Advocates lined the streets, linking arms in neon green vests to form a so-called “human-protected bike lane” after hearing that the city’s Department of Transportation plans to redesign the stretch of Fifth Avenue without adding any bike infrastructure. The department has proposed adding a second bus lane to the avenue, from 61st Street to 34th Street, to accommodate its heavy volume of bus traffic.

But at the same time, the DOT is ignoring cyclists in a congested part of Manhattan that is already lacking appropriate bike accommodations, organizers argued. They’re calling for a parking-protected bike lane to be installed on the street.

In a letter addressed to Transportation Alternatives and other advocacy groups dated Oct. 10, DOT Commissioner Polly Trottenberg said she was “surprised” by the opposition to the redesign. She pointed out that groups like Transportation Alternatives generally support new bus infrastructure and that the dual Fifth Avenue lanes will be a benefit to 75,000 bus commuters who ride along 39 routes on the avenue.

“The bus routes on Fifth Avenue serve New Yorkers from all five boroughs. Many of those riders commute from low-income neighborhoods with few transit options and, as a result, face very long travel times,” Trottenberg wrote. “I am sure you would all agree that population is most in need of improved commuting options.”

A bike lane could still be on the way. Trottenberg ultimately said the agency is “also working through the engineering questions” to build a bike lane on Fifth Avenue. But that analysis is “months away,” she added, and the city didn’t want to delay painting the new bus lanes. Elsewhere in the city, the administration is on pace to install 25 miles of physically protected bike lanes this year, a DOT spokeswoman said.
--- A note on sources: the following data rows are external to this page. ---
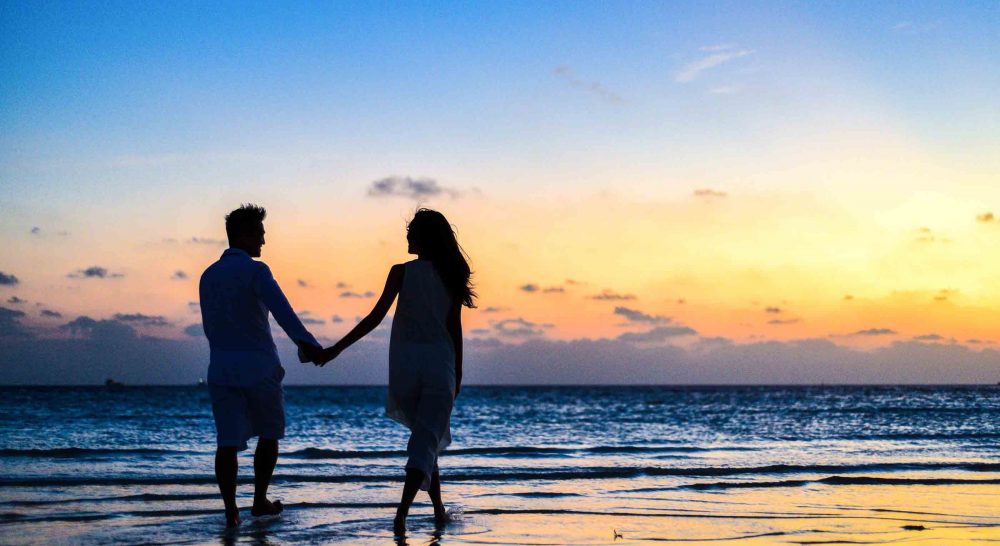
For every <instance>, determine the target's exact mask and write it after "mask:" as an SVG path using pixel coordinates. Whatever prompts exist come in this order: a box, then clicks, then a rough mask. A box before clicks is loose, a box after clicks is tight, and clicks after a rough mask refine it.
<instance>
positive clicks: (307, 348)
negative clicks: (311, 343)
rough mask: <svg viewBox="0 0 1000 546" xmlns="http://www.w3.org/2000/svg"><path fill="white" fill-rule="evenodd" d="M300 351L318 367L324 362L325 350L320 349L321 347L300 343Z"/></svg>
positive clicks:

The human-protected bike lane was in place on Fifth Avenue for about 20 minutes, giving cyclists on the street a human buffer from car traffic beginning shortly after 6 p.m. It was the second time in recent weeks that Transportation Alternatives has created human bike lanes as a form of advocacy. The first was a smaller demonstration on Second Avenue.

Manhattan Councilman Ydanis Rodriguez, chair of the council’s Transportation Committee, borrowed a bicycle to ride down the makeshift lane.

“The street does not belong only to car owners. It belongs to pedestrians; it belongs to cyclists,” he said.

Hindy Schachter, a member of the group Families for Safe Streets, said her 75-year-old husband, Irving, died in 2014 in part because of a “faulty” road design. Irving was struck by a teen cyclist as he ran on a Central Park path. She wants to see a safer Fifth Avenue for pedestrians and cyclists.

“I wear his watch to remind me of his memory. The watch is too big for me, but it’s very appropriate because I’m here tonight for a big campaign,” Schachter said, saying that the city was delaying lifesaving measures on Fifth Avenue. “Tic tock goes the watch.”